On Tue, 2024-02-20 at 08:47 -0600, Tom Lendacky wrote:
> On 2/20/24 08:28, Borislav Petkov wrote:
> > On Mon, Feb 19, 2024 at 04:09:47PM -0600, Tom Lendacky wrote:
> > > That's why the '!(sev_status & MSR_AMD64_SEV_ENABLED)' works here.
> >
> > I would've never figured that out just from staring at the test. :-\
> >
> > > Basically, if you are bare-metal, it will return true. And it will only
> > > return true for machines that support SME and have the
> > > MSR_AMD64_SYSCFG_MEM_ENCRYPT bit set in SYS_CFG MSR because of where the
> > > 'cc_vendor = CC_VENDOR_AMD' assignment is. However, if you move the
> > > 'cc_vendor = CC_VENDOR_AMD' to before the if statement, then you will have
> > > the WBINVD called for any machine that supports SME, even if SME is not
> > > possible because the proper bit in the SYS_CFG MSR hasn't been set.
> > >
> > > I know what I'm trying to say, let me know if it is making sense...
> >
> > Yah, thanks for taking the time to explain.
> >
> > Here's an even more radical idea:
> >
> > Why not do WBINVD *unconditionally* on the CPU down path?
> >
> > - it is the opposite of a fast path, i.e., no one cares
> >
> > - it'll take care of every possible configuration without ugly logic
> >
> > - it wouldn't hurt to have the caches nice and coherent before going
> > down
> >
> > Hmmm.
>
> That's what I initially did, but errors were reported, see commit:
> f23d74f6c66c ("x86/mm: Rework wbinvd, hlt operation in stop_this_cpu()")

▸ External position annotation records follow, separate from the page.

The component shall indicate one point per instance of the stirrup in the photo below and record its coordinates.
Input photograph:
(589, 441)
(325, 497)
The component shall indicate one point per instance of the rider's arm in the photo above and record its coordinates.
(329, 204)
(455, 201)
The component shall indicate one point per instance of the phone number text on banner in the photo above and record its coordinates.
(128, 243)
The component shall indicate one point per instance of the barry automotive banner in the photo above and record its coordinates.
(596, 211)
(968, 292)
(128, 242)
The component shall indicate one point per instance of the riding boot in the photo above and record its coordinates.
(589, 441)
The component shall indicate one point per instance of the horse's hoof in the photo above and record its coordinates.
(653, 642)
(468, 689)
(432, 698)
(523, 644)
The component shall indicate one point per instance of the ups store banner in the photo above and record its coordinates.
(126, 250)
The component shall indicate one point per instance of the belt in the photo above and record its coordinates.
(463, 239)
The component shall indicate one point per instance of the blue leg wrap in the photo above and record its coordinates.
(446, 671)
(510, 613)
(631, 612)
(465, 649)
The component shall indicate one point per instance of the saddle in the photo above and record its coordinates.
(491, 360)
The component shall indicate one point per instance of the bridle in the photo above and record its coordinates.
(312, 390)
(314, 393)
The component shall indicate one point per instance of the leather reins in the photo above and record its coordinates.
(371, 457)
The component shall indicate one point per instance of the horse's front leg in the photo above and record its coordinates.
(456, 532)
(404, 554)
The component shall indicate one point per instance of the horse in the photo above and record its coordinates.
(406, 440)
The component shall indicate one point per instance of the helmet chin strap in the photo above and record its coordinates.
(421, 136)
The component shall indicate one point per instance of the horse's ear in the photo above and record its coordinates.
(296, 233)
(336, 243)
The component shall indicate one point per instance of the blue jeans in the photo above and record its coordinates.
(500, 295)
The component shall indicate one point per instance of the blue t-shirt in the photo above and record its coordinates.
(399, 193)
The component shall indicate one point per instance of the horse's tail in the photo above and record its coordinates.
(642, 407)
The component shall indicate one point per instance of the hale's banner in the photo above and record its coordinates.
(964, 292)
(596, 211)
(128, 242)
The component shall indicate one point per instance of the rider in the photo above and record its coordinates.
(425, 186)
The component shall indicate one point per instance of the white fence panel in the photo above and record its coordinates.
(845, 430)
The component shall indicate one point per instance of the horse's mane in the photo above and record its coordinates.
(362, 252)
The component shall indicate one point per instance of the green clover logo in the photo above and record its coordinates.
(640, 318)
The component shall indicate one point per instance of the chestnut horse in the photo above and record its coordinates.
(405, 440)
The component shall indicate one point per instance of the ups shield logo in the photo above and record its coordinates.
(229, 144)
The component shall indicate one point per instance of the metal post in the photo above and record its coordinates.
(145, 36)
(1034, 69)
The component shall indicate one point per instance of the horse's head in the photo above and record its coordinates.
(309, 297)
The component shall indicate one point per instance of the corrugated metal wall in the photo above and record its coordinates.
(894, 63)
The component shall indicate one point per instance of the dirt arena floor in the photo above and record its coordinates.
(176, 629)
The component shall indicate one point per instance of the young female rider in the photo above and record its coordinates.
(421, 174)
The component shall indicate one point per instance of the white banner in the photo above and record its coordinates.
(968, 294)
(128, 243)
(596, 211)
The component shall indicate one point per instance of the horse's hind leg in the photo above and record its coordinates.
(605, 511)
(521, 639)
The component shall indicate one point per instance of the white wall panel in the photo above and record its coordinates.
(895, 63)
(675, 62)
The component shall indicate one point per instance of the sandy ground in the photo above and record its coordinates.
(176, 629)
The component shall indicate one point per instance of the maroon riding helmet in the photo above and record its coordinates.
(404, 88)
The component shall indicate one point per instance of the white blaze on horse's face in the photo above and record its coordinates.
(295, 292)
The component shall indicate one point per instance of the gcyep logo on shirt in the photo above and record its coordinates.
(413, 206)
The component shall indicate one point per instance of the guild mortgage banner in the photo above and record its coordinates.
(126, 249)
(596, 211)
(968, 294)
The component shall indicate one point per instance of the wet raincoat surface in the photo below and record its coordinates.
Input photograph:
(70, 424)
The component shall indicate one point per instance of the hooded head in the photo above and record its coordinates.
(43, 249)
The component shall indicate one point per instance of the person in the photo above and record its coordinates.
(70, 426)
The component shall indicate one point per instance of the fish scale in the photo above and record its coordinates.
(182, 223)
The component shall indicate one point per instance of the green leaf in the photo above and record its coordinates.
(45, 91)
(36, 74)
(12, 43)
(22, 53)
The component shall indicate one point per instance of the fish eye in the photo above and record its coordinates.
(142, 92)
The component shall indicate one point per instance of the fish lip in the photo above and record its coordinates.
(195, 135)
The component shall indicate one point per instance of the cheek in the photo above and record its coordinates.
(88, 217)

This changelog only mentions "Some issues". Do you know exactly what kind
issues did you see? Are these issues only appeared on SME enabled system or
other non-SME-capable systems too?

Because ...

>
> But that may be because of the issue solved by commit:
> 1f5e7eb7868e ("x86/smp: Make stop_other_cpus() more robust")

... the issue resolved in this commit seems to be hang.